Vast is komen te staan dat aan de benadeelde partij door het bewezen verklaarde strafbare feit, rechtstreeks materiële schade is toegebracht. De verdediging heeft de vordering, subsidiair, inhoudelijk niet betwist. De gevorderde schadevergoeding komt de rechtbank niet onrechtmatig of ongegrond voor, voor zover zij een bedrag van € 3.230 bedraagt. Dit is het bewezen verklaarde bedrag. De officier van justitie heeft de diefstal van € 700 – kort gezegd: zeven maal pinnen te Vleuten, waarvan geen camerabeelden zijn – niet ten laste gelegd. De rechtbank heeft dus ook niet kunnen beoordelen of bewezen verklaren dat de verdachte dat geld heeft gestolen met materiële schade als gevolg.

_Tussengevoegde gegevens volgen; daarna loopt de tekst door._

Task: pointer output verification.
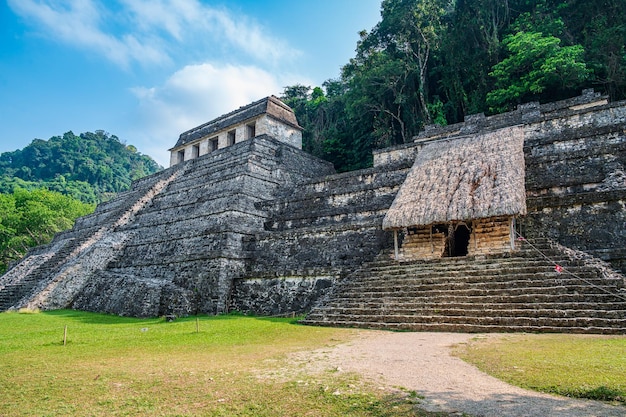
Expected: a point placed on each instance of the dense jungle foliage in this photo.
(91, 167)
(48, 184)
(32, 218)
(434, 61)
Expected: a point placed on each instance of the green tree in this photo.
(32, 218)
(537, 67)
(93, 166)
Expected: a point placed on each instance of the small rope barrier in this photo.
(562, 270)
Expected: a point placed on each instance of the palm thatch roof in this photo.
(463, 178)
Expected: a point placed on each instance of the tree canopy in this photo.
(32, 218)
(91, 167)
(435, 61)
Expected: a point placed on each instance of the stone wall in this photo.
(262, 227)
(575, 152)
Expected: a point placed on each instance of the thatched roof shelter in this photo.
(463, 178)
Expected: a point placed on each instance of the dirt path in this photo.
(422, 362)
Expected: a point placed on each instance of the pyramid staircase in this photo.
(519, 292)
(44, 266)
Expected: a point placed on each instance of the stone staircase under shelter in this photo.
(518, 292)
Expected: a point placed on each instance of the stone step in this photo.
(481, 288)
(536, 321)
(522, 295)
(500, 273)
(502, 308)
(469, 328)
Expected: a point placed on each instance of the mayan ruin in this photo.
(511, 222)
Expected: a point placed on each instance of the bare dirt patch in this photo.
(422, 362)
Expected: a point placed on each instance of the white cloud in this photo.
(194, 95)
(151, 31)
(78, 23)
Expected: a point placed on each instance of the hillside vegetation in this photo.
(48, 184)
(434, 61)
(91, 167)
(32, 218)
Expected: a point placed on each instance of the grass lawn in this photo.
(581, 366)
(234, 366)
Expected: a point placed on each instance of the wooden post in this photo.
(512, 233)
(432, 245)
(395, 243)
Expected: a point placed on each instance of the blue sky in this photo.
(147, 70)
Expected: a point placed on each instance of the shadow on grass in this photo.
(513, 405)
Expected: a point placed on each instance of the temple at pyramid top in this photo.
(268, 116)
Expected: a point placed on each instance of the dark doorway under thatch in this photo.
(457, 241)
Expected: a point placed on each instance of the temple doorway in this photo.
(457, 240)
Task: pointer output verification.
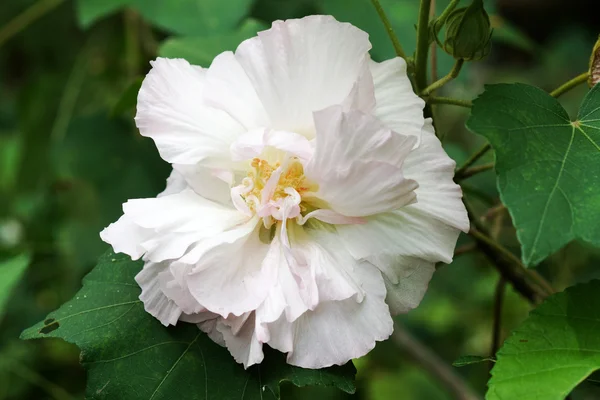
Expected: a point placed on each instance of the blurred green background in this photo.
(70, 155)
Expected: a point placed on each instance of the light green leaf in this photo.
(184, 17)
(548, 167)
(469, 360)
(129, 355)
(202, 50)
(11, 271)
(555, 349)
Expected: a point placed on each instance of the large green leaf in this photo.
(129, 355)
(11, 271)
(185, 17)
(548, 167)
(202, 50)
(555, 349)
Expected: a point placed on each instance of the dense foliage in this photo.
(520, 300)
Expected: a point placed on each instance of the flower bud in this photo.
(468, 32)
(594, 75)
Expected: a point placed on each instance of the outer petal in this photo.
(231, 274)
(358, 164)
(304, 65)
(406, 280)
(337, 331)
(427, 229)
(228, 88)
(172, 112)
(165, 227)
(397, 106)
(155, 302)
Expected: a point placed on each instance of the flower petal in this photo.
(165, 227)
(229, 276)
(228, 88)
(358, 164)
(304, 65)
(397, 106)
(338, 331)
(155, 301)
(172, 112)
(427, 229)
(406, 280)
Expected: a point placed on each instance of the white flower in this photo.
(309, 199)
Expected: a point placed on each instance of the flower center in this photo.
(273, 191)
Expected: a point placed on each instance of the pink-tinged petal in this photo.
(172, 112)
(303, 65)
(228, 88)
(155, 302)
(164, 228)
(337, 331)
(207, 182)
(427, 229)
(358, 164)
(397, 106)
(230, 273)
(243, 343)
(406, 280)
(254, 143)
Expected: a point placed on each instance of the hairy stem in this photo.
(450, 101)
(388, 28)
(444, 80)
(469, 172)
(565, 87)
(26, 18)
(422, 45)
(473, 159)
(432, 363)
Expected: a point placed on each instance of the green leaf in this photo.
(184, 17)
(202, 50)
(469, 360)
(130, 355)
(555, 349)
(11, 271)
(548, 167)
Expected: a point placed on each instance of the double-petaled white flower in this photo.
(309, 198)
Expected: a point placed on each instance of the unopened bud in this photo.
(468, 33)
(594, 75)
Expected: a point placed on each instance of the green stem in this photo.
(439, 23)
(450, 101)
(390, 31)
(422, 45)
(473, 159)
(469, 172)
(26, 18)
(565, 87)
(444, 80)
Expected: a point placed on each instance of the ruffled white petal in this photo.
(164, 228)
(231, 274)
(155, 301)
(358, 164)
(406, 280)
(337, 331)
(397, 106)
(427, 229)
(304, 65)
(228, 88)
(172, 112)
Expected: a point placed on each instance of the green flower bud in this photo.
(594, 75)
(468, 33)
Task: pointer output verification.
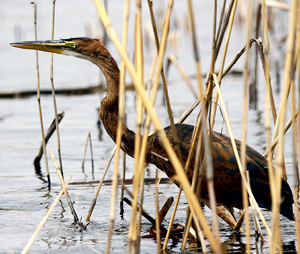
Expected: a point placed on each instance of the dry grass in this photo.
(210, 96)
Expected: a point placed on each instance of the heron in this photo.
(226, 174)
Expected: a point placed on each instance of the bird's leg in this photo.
(224, 214)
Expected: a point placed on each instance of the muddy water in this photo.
(24, 195)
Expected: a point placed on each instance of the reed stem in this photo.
(39, 98)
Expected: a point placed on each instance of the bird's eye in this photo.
(74, 45)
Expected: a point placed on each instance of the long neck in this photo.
(109, 106)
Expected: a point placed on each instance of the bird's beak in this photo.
(55, 46)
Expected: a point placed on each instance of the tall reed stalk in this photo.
(39, 98)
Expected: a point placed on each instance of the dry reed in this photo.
(70, 203)
(88, 139)
(45, 218)
(53, 91)
(39, 98)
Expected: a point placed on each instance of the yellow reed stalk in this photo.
(251, 197)
(39, 98)
(157, 221)
(244, 127)
(61, 179)
(173, 59)
(181, 176)
(139, 62)
(267, 111)
(288, 73)
(295, 159)
(45, 218)
(286, 128)
(121, 119)
(88, 137)
(156, 77)
(53, 91)
(297, 172)
(100, 185)
(221, 68)
(205, 139)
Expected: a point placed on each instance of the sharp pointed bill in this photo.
(55, 46)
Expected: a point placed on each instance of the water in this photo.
(24, 195)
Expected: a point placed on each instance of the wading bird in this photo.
(227, 178)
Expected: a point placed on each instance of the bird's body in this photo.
(227, 178)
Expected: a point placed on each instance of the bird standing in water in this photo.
(227, 178)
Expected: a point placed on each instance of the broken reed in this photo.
(145, 103)
(39, 98)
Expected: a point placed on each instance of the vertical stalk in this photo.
(39, 98)
(220, 74)
(180, 174)
(244, 125)
(121, 116)
(53, 92)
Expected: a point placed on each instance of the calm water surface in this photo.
(24, 195)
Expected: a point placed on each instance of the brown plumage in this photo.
(227, 178)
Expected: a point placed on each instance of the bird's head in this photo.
(82, 47)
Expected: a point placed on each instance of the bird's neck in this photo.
(109, 110)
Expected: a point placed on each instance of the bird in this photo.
(226, 174)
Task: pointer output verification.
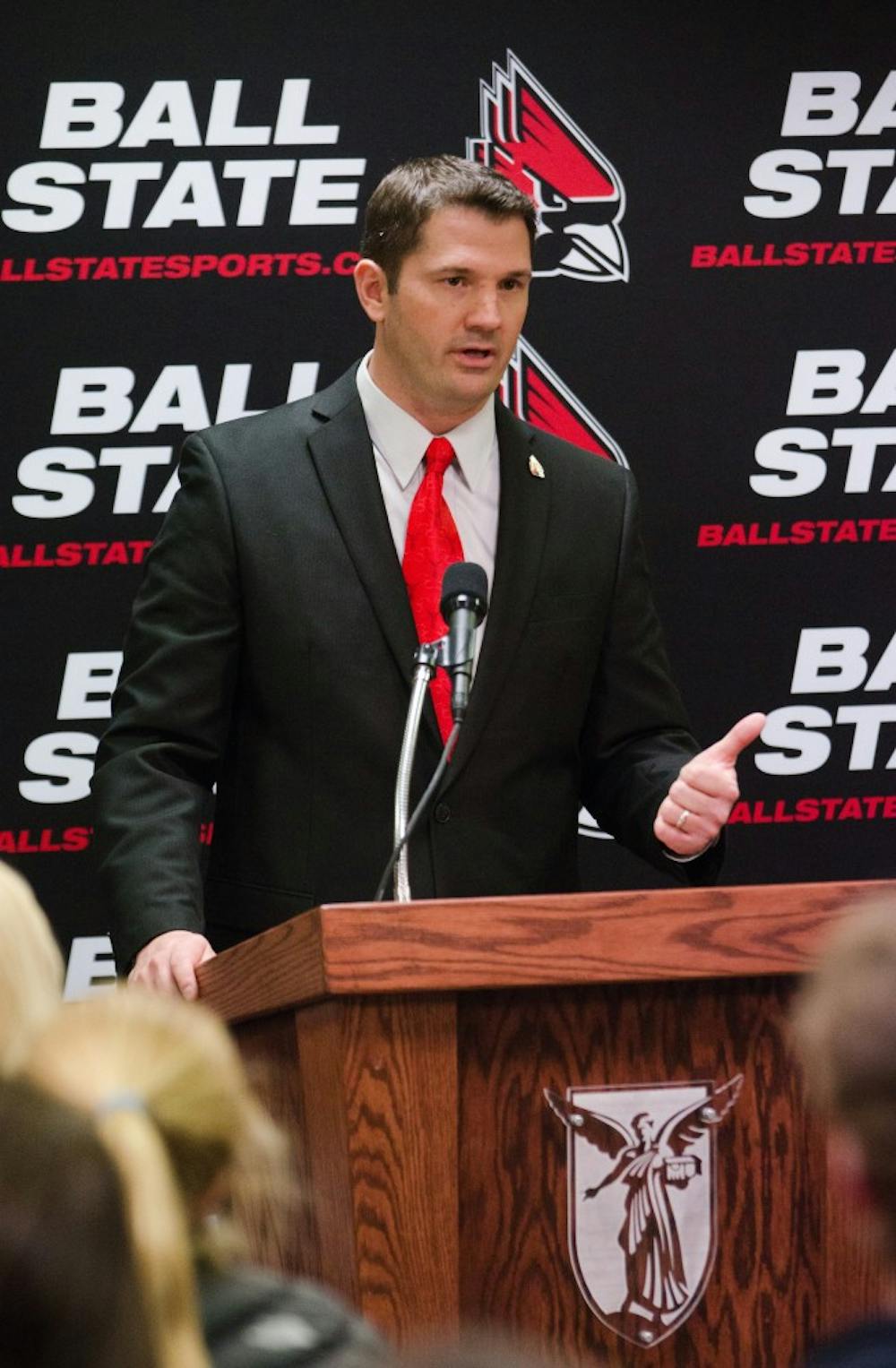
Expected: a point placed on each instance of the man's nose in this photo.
(485, 311)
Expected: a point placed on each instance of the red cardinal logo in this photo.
(579, 194)
(538, 396)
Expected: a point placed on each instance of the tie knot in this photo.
(439, 456)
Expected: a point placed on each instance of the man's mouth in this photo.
(477, 355)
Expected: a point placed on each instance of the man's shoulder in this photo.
(564, 460)
(278, 427)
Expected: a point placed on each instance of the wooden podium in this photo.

In zoverre zal de benadeelde partij niet-ontvankelijk worden verklaard. De benadeelde partij kan zich ten aanzien hiervan wenden tot de burgerlijke rechter. De rechtbank bepaalt dat het te vergoeden schadebedrag wordt vermeerderd met wettelijke rente vanaf 27 oktober 2020. Nu de vordering van de benadeelde partij in overwegende mate zal worden toegewezen, zal de verdachte worden veroordeeld in de kosten door de benadeelde partij gemaakt, tot op heden begroot op nihil en in de kosten ten behoeve van de tenuitvoerlegging nog te maken.
10.4.
Conclusie
De verdachte moet betalen aan de benadeelde partij:
  • [slachtoffer04], een schadevergoeding van € 8.537,06, vermeerderd met de wettelijke rente;
  • [slachtoffer06], een schadevergoeding van € 4.550, vermeerderd met de wettelijke rente. Voor het overige is de benadeelde partij niet-ontvankelijk;
  • [slachtoffer08], een schadevergoeding van € 3.230, vermeerderd met de wettelijke rente. Voor het overige is de benadeelde partij niet-ontvankelijk.
Tevens wordt telkens oplegging van de hierna te noemen maatregel als bedoeld in artikel 36f van het Wetboek van Strafrecht passend en geboden geacht.
De benadeelde partij
[slachtoffer05]is niet-ontvankelijk i
n de vordering.

11..De voorlopige hechtenis

Bij mondeling tussenvonnis van 2 augustus 2022 heeft de rechtbank ter zake van de feiten 1 (onder de nummers 3, 5 en 6), 2, 4, 5 en 6 de voorlopige hechtenis opgeheven. Thans kan opnieuw een bevel tot voorlopige hechtenis worden gegeven, nu het vervolgingsbeletsel als bedoeld in artikel 27 lid 2 van het Kaderbesluit is komen te vervallen.
De rechtbank zal daarom bij apart geminuteerde uitspraak van heden de gevangenneming van verdachte bevelen voor de feiten 1 (onder de nummers 3, 5 en 6), 2, 4, 5 en 6.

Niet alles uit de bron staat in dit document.